Any ideas what might be happening and what I might do to install it?
Ha ha. Well, I don't care about Bodhi or anything. I just put it on one of my PCs and it allows for much faster usage than the Mint 17.1 that was on there. So I figured the smalled Bodhi would be good for my ancient laptop.
And really all I want to do is install the latest version of LibreOffice that I can. I already have MX14 on one of the same laptops and it works great but I'm experimenting to see if I can get an even later version of LO with another distro. So I'm open to suggestions. I tried tinycore and that was too complicated but I'm open to anything else. Thanks.
And really all I want to do is install the latest version of LibreOffice that I can.
never on those hardware specs. cpu and ram are far too weak to handle libreoffice. or even any old and outdated openoffice version.(*)
look, linux can do a lot for old hardware, but it is also moving with the times.

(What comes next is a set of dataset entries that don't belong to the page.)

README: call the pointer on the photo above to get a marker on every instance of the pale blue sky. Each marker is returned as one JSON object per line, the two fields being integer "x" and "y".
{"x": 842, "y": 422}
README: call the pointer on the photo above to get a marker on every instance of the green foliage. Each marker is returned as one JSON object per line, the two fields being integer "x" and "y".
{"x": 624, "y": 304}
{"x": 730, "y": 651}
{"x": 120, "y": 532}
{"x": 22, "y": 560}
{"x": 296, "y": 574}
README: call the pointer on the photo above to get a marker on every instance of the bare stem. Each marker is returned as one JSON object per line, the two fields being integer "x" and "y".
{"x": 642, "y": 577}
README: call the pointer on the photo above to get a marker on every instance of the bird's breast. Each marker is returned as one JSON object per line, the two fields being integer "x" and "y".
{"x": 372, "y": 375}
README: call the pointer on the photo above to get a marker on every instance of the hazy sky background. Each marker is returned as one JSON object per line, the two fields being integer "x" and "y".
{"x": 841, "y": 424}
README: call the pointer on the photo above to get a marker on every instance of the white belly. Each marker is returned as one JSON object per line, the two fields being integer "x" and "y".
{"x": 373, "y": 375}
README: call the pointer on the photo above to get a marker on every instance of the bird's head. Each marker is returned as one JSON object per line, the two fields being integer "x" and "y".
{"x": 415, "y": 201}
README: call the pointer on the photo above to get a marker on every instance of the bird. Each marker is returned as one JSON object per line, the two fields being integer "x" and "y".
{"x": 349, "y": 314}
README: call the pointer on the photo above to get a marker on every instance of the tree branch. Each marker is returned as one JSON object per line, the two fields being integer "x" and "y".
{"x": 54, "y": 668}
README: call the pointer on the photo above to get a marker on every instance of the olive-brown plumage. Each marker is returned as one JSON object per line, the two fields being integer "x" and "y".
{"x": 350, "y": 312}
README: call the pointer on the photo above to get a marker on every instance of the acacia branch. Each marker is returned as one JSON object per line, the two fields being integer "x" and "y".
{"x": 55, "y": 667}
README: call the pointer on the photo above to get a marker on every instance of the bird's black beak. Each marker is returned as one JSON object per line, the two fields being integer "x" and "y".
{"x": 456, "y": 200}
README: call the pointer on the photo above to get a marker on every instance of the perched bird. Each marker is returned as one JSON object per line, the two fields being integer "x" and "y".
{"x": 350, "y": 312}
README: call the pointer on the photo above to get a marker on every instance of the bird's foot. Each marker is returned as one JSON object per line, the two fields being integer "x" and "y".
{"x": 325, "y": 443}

what is now considered lightweight is heavier than what was considered full-blown 10 years ago.
consider the age of that machine, then think what sort of operating systems (linux, windows, whichever) were in use then.
256MB RAM is nothing these days.
if you can max it out to 2GB, maybe, just maybe, you can counter the ill effects of the slow cpu.
(*) i correct myself:
openoffice 1.0 came out in 2002, it might run well on that machine.
but you probably wouldn't be able to install it on any current linux distro.